Targeting of biliary cancer with radiolabeled chimeric monoclonal antibody CG250

Objective: Carbonic anhydrase 9 recognized by chimeric monoclonal antibody cG250 is overexpressed on biliary cancers. The aim of this study was to determine the targeting of radiolabeled cG250 in patients with biliary cancer to explore a potential role of radioimmunotherapy. Methods: Three (3) patients received a diagnostic dose In-111-cG250, and images were acquired 2 hours and 5 days after injection. Immediately after the last imaging session, I-131-cG250 was administered and images were acquired after 2 hours and 5 days.
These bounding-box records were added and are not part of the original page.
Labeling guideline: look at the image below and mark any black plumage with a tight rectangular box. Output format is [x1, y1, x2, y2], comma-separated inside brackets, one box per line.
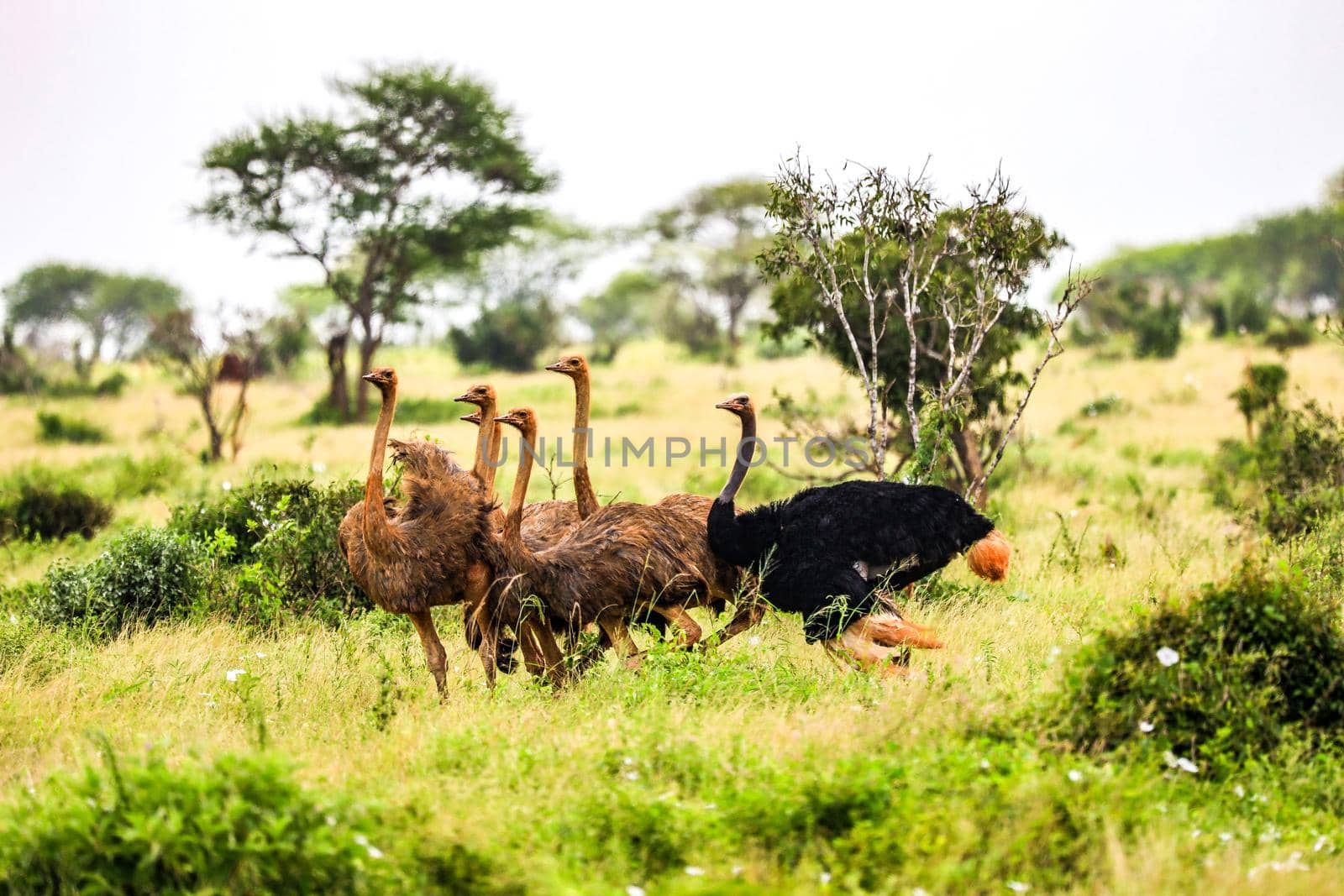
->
[708, 395, 1008, 641]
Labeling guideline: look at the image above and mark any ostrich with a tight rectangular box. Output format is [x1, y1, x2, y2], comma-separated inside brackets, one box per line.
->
[338, 367, 559, 694]
[708, 394, 1011, 669]
[540, 354, 761, 645]
[495, 407, 731, 661]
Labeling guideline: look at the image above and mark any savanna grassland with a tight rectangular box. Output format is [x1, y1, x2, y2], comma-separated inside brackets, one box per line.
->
[0, 340, 1344, 894]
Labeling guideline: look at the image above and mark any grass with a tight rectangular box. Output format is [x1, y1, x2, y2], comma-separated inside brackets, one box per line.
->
[0, 334, 1344, 894]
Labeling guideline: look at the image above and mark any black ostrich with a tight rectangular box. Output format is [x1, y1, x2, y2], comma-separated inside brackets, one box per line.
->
[708, 395, 1012, 668]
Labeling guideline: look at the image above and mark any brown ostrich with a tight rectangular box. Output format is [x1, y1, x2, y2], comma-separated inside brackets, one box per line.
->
[338, 367, 558, 693]
[497, 408, 731, 666]
[546, 354, 764, 645]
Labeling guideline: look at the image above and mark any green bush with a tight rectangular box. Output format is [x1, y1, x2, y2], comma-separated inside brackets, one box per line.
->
[29, 528, 208, 637]
[168, 478, 372, 625]
[448, 298, 560, 372]
[0, 473, 112, 542]
[0, 752, 391, 893]
[1261, 317, 1315, 354]
[1131, 296, 1181, 358]
[1055, 565, 1344, 773]
[38, 411, 108, 445]
[1205, 401, 1344, 540]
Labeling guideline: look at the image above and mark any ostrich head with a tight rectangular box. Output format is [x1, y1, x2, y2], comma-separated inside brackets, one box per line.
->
[495, 407, 536, 435]
[714, 392, 755, 417]
[359, 367, 396, 392]
[546, 354, 587, 379]
[453, 383, 495, 406]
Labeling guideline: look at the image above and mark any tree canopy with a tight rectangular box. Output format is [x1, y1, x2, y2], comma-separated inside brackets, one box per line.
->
[197, 65, 554, 419]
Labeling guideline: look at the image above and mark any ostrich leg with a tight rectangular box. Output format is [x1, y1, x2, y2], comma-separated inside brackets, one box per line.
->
[654, 603, 701, 647]
[408, 610, 448, 697]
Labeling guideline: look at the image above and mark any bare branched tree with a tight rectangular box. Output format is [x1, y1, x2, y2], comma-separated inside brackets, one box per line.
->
[761, 156, 1089, 500]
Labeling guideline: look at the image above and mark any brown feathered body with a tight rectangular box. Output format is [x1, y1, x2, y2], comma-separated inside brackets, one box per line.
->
[338, 439, 495, 612]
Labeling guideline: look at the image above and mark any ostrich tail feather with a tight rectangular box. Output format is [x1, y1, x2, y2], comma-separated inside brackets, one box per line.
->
[966, 529, 1012, 582]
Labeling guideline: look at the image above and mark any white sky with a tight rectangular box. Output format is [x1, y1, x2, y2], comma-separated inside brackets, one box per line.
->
[0, 0, 1344, 318]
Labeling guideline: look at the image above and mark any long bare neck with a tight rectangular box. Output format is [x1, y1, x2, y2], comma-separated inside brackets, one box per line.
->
[717, 411, 755, 505]
[365, 385, 396, 556]
[481, 410, 504, 498]
[472, 399, 499, 489]
[504, 426, 536, 558]
[574, 371, 598, 520]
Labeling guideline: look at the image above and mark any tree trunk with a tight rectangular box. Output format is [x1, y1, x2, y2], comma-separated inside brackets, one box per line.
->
[952, 427, 988, 509]
[354, 324, 379, 421]
[197, 381, 224, 464]
[327, 329, 349, 421]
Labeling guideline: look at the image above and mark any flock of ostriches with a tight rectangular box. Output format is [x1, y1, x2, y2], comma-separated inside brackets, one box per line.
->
[339, 354, 1011, 692]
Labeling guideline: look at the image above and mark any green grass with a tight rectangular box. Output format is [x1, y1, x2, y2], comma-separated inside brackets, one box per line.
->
[0, 341, 1344, 896]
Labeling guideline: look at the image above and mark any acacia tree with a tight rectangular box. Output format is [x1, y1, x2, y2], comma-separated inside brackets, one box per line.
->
[761, 157, 1087, 501]
[197, 67, 553, 419]
[650, 177, 770, 363]
[5, 262, 181, 381]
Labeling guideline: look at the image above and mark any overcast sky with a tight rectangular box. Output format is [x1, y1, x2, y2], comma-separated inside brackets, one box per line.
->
[0, 0, 1344, 315]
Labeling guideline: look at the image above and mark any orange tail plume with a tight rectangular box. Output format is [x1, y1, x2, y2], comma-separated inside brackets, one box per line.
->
[844, 612, 942, 650]
[966, 529, 1012, 582]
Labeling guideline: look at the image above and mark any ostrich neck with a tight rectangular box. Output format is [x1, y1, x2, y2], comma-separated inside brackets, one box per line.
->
[504, 425, 536, 567]
[472, 399, 499, 489]
[574, 371, 598, 520]
[365, 385, 396, 556]
[482, 405, 504, 498]
[717, 411, 755, 505]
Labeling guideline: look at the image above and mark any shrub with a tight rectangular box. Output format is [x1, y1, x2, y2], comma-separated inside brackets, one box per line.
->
[38, 411, 108, 445]
[1057, 565, 1344, 771]
[0, 751, 390, 893]
[1131, 296, 1181, 358]
[0, 473, 112, 542]
[168, 478, 372, 623]
[1205, 401, 1344, 540]
[448, 298, 560, 372]
[29, 528, 207, 637]
[1261, 317, 1315, 354]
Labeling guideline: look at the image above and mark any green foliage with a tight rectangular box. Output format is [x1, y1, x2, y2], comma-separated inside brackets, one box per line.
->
[1055, 565, 1344, 773]
[0, 470, 112, 542]
[1228, 364, 1288, 432]
[5, 262, 181, 383]
[1090, 196, 1344, 318]
[449, 297, 560, 372]
[1261, 317, 1315, 354]
[574, 270, 667, 364]
[38, 411, 108, 445]
[168, 478, 371, 625]
[29, 528, 207, 637]
[1131, 296, 1181, 358]
[197, 65, 554, 419]
[0, 747, 390, 894]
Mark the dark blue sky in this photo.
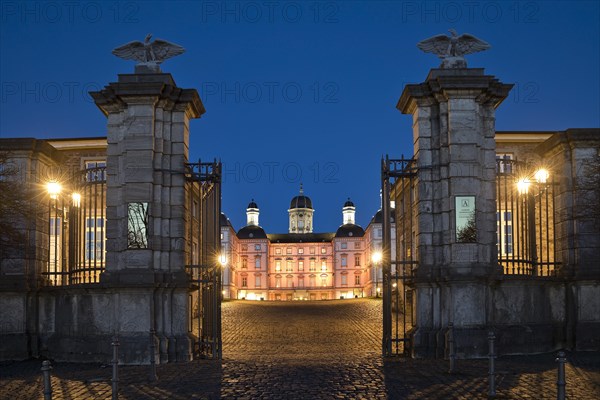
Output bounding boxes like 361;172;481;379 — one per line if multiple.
0;1;600;232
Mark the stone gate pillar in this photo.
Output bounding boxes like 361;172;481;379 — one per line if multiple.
397;68;512;357
91;71;204;363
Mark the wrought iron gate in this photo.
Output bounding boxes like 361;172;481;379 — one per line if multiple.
186;161;222;359
381;156;417;357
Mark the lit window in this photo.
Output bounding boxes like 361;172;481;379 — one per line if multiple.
85;161;106;182
496;211;513;256
496;153;513;174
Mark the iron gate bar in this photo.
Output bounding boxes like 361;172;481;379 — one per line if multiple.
381;156;417;357
186;160;222;359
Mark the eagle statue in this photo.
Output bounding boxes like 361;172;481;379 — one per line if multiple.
417;29;492;68
112;33;185;72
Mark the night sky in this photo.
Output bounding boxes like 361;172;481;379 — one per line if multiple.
0;1;600;233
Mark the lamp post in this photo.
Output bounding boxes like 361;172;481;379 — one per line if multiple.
46;181;62;285
219;253;231;298
517;168;550;276
371;251;382;297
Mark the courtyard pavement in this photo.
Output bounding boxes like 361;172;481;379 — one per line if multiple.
0;299;600;400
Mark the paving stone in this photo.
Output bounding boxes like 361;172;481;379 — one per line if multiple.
0;299;600;400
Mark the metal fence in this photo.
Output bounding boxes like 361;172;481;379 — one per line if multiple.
41;167;106;286
496;159;560;277
186;161;226;359
381;157;418;356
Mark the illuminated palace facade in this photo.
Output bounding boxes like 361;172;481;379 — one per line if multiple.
221;187;390;301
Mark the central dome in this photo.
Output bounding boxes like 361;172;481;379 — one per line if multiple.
290;185;312;209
Visual and quantitative analyses was performed and tumor-to-background, tumor-to-normal liver-uptake ratios, and tumor uptake were calculated. Results: Administration of In-111-cG250 in patients with biliary cancer did not reveal enhanced uptake in the cancer lesions on whole-body scans. The scans obtained after the I-131-cG250 administration showed slightly enhanced tumor uptake in I patient with cholangiocarcinoma stage II. In 2 patients with gallbladder carcinoma stage TV, neither In-111-cG250 nor I-131-cG250 showed targeting of known tumor lesions. Immunohistochemical analysis demonstrated CA1X expression in all 3 cases. There were no adverse events related to radiolabeled cG250 administration. Conclusions: In-111- or I-131-labeled cG250 is not suitable for biliary cancer targeting. Therefore, there is no basis to develop radioimmunotherapy based on radiolabeled cG250 in biliary cancer.